O vínculo de Eloyr com suas alunas de ginásio merece figurar nas mais belas páginas da educação. "Elas têm a mim como o pai que a maioria já perdeu. E são as filhas que não tive", interpreta. Faz sentido. Curitiba tinha 360 mil habitantes quando essa turma concluiu o ginásio. Eram adolescentes numa cidade acanhada. "Tudo se resumia a três ‘cês’ – o Cajuru, o Curitibano e Caiobá", brinca a veterana Vera Maria Schettini. Graças. À época, algumas convidaram Blanck para dançar na festa de debutantes, para o casamento, para o batizado dos filhos. Pediram conselhos. Em 1982, quando os encontros anuais começaram, muitas tinham o telefone do educador na agenda – ele era da família.

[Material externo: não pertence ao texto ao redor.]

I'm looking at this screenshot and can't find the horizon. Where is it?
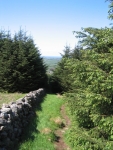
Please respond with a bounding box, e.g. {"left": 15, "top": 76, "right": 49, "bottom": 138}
{"left": 42, "top": 55, "right": 61, "bottom": 57}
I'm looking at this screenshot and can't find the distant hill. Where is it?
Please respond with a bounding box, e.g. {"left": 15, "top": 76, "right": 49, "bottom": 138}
{"left": 43, "top": 56, "right": 61, "bottom": 73}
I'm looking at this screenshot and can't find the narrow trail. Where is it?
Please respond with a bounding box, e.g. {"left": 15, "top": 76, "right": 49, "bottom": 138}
{"left": 54, "top": 104, "right": 71, "bottom": 150}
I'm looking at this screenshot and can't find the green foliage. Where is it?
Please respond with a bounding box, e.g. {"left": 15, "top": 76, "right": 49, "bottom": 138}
{"left": 107, "top": 0, "right": 113, "bottom": 20}
{"left": 54, "top": 26, "right": 113, "bottom": 149}
{"left": 47, "top": 74, "right": 62, "bottom": 93}
{"left": 60, "top": 45, "right": 82, "bottom": 60}
{"left": 0, "top": 29, "right": 47, "bottom": 93}
{"left": 51, "top": 46, "right": 82, "bottom": 93}
{"left": 52, "top": 58, "right": 74, "bottom": 92}
{"left": 60, "top": 45, "right": 72, "bottom": 58}
{"left": 74, "top": 27, "right": 113, "bottom": 53}
{"left": 71, "top": 45, "right": 82, "bottom": 60}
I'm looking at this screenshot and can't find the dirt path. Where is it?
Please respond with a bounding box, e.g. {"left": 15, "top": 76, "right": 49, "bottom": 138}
{"left": 54, "top": 104, "right": 71, "bottom": 150}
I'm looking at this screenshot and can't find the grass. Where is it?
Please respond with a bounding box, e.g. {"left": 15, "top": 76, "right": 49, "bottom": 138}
{"left": 17, "top": 94, "right": 64, "bottom": 150}
{"left": 0, "top": 92, "right": 26, "bottom": 108}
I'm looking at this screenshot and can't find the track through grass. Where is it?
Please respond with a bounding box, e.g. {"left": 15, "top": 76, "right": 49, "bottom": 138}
{"left": 17, "top": 94, "right": 64, "bottom": 150}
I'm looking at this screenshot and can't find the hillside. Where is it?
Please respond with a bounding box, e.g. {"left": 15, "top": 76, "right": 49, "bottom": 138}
{"left": 43, "top": 56, "right": 61, "bottom": 73}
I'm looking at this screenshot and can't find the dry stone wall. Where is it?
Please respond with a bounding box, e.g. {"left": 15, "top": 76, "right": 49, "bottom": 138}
{"left": 0, "top": 88, "right": 45, "bottom": 150}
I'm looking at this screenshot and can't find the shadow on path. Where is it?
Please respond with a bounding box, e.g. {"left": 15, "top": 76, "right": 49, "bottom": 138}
{"left": 15, "top": 95, "right": 47, "bottom": 150}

O intrigante é que essa rede poderia ter se formado com qualquer outro. Por que ele? Tudo começou em 1960. Ao chegar em casa, do trabalho, a mãe de Eloyr avisou que havia duas freiras a sua espera na sala. Eram irmãs de São José de Chamberry. Solenes, usavam longo hábito preto de lã, sem um fio de cabelo à mostra. Não raro, mesmo se nascidas no Abranches, ganhavam nomes franceses depois de fazerem os votos. Naquele dia, estavam ali Marie Andree e Marie Felicité. Queriam convidá-lo para lecionar no Nossa Senhora de Lourdes, colégio que desde os anos 1910 educava a nata paranaense.

Estranhou a proposta – homem, jovem e ainda por cima solteiro, tinha tudo para "não" ser contratado. Em francês lustroso, perguntou às religiosas se não haveria impedimento. Riram. O Concílio Vaticano II começaria somente dali um ano, mas as duas não se acanharam em dizer que "aquilo era passado". Em pouco tempo, o alto, educado e eloquente Eloyr Blanck atravessou a Avenida Capanema e estacionou seu Delphini azul na porta do liceu paranaense que rivalizava com o Sion em importância.

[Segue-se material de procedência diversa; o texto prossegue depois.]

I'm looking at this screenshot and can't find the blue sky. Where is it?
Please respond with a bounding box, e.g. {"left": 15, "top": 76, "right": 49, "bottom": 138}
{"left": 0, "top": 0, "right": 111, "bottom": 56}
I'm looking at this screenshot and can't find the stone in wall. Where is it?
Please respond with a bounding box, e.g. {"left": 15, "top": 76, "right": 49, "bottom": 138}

"Cheguei lá com um propósito. Seria ali o que eu era em qualquer lugar. E queria ser amigo das alunas", conta. As gurias viram logo que o novato trazia oxigênio. No início da década de 1960, o Colégio do Cajuru resistia, em vão, às mudanças que varriam o planeta. Mère Julia – a madre francesa que conduzira a instituição desde o início – estava idosa. De dama de ferro, reduzira-se a uma idosa sentada no pátio, com um "radinho" de pilha grudado às orelhas.

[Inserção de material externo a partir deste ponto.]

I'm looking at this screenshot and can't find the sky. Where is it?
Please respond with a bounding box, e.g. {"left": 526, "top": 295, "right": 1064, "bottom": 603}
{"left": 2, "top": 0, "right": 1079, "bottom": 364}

O Cajuru de mère Julia permanecia sinônimo de educação rigorosa, mas nada que impedisse as alunas de ouvir Elvis Presley e de esconder livros proibidos na parte debaixo da carteira, para lê-los durante as aulas chatas. Não deixa de ser simbólico – a superiora morreu em 1962, o ano em que o primeiro solteiro a lecionar ali se tornou paraninfo de uma turma recheada de sobrenomes graúdos. Ele atendia o que as gurias esperavam de um professor da era Kennedy, dos direitos civis dos negros, da corrida espacial. Como não fugiu à luta, ganhou lugar cativo no álbum de retratos e na caderneta de endereços de todas elas.

"Eu tinha a fama de que as defendia. Na verdade, ouvia os dois lados", conta. A empresária e artista plástica Diana Zippin diz que é lorota. "Ele peitava mesmo". É lendário o exercício de literatura brasileira pedido por Eloyr. A escolha do título era livre. Ela escolheu Gabriela, cravo e canela, de Jorge Amado, autor que pontificava o índex do Cajuru. Para piorar, a aluna desenhou na capa do trabalho a generosa heroína baiana, com os seios de fora.

"Decidiram me mandar embora. O professor disse que iria junto comigo se isso acontecesse". Final feliz – ficaram os dois: Diana para invadir a clausura das freiras, descobrir o que havia nas celas e contar para todo mundo, tentar fugas espetaculares e entrar para a galeria das mais-mais rebeldes do Cajuru. Eloyr para ocupar um cargo raro – o de paraninfo vitalício. Ao todo, escreveu mais de 30 discursos para suas afilhadas. Elas dizem que dariam um livro, um livro que estão lendo ano a ano, sem precisar escondê-lo de ninguém.